David and Merete in Pennington, NJ

David and Merete write to the FERC:

As residents of Hopewell Township, New Jersey who would be directly affected by the proposed PennEast pipeline from Luzerne County, PA to the Transco terminus north of Trenton, NJ, we voice our most strenuous objections to PennEast’s plans and its pre-filing for FERC approval. As proposed by PennEast, the pipeline would run through our property and within 100 feet of our home, and would result in the irreparable destruction of acres of hundred+-year old forest on and adjacent to our
property. Furthermore, the planned pipeline would follow a path taking it through a certified preserved wetlands area to the south of our property that are home and a waystation for migratory birds—green and blue heron and snowy egrets, among others. Those wetlands would be destroyed by pipeline construction.

The pipeline would destroy the local environment, which is the principal reason most residents of our township, including ourselves, chose to live here.
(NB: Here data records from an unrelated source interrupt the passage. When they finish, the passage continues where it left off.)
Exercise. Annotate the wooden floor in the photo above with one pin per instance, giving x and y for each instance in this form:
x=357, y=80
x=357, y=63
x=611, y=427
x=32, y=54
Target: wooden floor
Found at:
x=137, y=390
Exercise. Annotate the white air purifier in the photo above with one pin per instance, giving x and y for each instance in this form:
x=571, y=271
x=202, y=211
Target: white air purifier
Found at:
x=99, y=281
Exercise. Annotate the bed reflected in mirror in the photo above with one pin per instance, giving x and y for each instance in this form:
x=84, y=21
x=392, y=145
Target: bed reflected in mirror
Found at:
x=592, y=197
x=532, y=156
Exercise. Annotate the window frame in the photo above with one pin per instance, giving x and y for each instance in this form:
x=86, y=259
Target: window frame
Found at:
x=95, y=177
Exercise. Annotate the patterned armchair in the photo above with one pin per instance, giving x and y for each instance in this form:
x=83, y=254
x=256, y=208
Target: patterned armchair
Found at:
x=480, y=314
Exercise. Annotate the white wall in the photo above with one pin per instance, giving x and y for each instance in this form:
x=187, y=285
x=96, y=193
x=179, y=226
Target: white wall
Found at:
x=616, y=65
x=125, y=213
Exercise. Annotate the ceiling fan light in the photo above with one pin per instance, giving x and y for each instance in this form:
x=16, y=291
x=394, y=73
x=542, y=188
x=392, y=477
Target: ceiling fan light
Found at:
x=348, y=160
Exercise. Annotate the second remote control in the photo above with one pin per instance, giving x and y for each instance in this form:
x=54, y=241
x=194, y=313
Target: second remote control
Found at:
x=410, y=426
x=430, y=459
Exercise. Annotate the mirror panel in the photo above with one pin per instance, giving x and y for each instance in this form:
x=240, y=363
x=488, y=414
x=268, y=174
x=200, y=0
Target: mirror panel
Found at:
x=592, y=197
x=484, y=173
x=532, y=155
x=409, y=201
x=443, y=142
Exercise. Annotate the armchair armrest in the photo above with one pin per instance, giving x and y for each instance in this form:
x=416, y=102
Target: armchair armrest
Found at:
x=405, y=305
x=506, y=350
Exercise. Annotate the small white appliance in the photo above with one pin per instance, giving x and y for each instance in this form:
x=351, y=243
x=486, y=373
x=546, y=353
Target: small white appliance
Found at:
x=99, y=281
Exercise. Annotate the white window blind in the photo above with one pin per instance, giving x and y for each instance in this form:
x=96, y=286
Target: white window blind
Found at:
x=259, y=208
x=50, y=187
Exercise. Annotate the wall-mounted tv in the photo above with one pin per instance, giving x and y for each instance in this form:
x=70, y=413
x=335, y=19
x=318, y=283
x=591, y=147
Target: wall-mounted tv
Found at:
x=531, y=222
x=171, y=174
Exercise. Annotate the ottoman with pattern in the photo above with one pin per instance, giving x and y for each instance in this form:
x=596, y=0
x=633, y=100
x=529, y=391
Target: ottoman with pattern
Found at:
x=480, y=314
No financial remuneration from the taking of our property could ever adequately compensate us for that loss. All local authorities in our and adjacent townships have formally objected to the pipeline. As you consider the PennEast proposal, you must urge PennEast to find an alternative to the proposed route that minimizes environmental damage, such as an existing right-of-way, or deny permission to build.

I remain amazed that PennEast thinks it’s OK to run a 3′ wide high pressure natural gas pipeline within a hundred feet of someone’s house, let alone through wetlands and protected water ways.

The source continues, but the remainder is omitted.